No iba a tragar. Esta vez no.
– ¿No piensas hablar de ello? -le preguntó Flora.
– ¿De qué?
– Del abuelo.
La madre agitó los brazos mientras tomaba aire.
– ¿Qué puedo decir de eso?
Flora miró a su madre y vio en sus ojos un miedo que no le correspondía a ella manejar. Giró la cabeza hacia la pared y no quiso insistir.
– Nada. Háblalo con tu psicólogo -le dijo.
– ¿Qué?
– He dicho: háblalo con tu psicólogo. Déjame en paz.
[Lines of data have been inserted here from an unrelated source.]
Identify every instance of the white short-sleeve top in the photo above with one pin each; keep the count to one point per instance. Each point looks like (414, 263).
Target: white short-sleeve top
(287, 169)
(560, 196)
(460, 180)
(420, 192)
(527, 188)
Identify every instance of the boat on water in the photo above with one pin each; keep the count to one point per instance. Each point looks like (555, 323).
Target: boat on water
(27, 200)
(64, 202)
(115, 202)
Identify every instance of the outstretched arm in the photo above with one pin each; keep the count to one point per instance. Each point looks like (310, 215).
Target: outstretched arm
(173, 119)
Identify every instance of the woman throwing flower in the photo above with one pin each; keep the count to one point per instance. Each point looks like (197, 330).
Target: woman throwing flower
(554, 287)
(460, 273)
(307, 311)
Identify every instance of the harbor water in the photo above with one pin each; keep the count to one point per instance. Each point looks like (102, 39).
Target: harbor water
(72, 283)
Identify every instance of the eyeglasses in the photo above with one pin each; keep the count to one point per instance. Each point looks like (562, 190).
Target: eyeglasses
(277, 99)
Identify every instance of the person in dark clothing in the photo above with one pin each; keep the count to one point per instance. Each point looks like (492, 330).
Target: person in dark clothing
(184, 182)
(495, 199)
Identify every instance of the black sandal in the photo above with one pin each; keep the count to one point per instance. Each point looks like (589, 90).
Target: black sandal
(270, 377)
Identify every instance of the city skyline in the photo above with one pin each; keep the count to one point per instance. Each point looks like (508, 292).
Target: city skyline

Sintió la presencia de Margareta detrás de ella unos segundos más, y a continuación salió dando un portazo.
«El viejo pequeño…».
Eso era lo que aterraba a su madre.
Hacía medio año, cuando volvieron a casa después de una visita a la unidad de psiquiatría para menores, a la que Margareta había obligado a Flora a acudir, Margareta, de pronto, se había abierto y le había contado lo de su padre.
– No puedo soportarlo -había dicho entonces-. No soporto esa mirada vacía, que no diga nada, que sólo esté allí sentado. -Por entonces llevaba ya varios meses sin ir a visitar a Tore-. Y al mismo tiempo -siguió diciendo ella-, al mismo tiempo es como si yo me imaginara que dentro del abuelo, dentro de su cabeza hay… hay otro viejo más pequeño… un viejo pequeño que piensa con claridad y observa el mundo y me acusa, que piensa: ¿por qué no viene mi hija a verme? Ese viejo está ahí dentro esperando, pero no puedo soportarlo.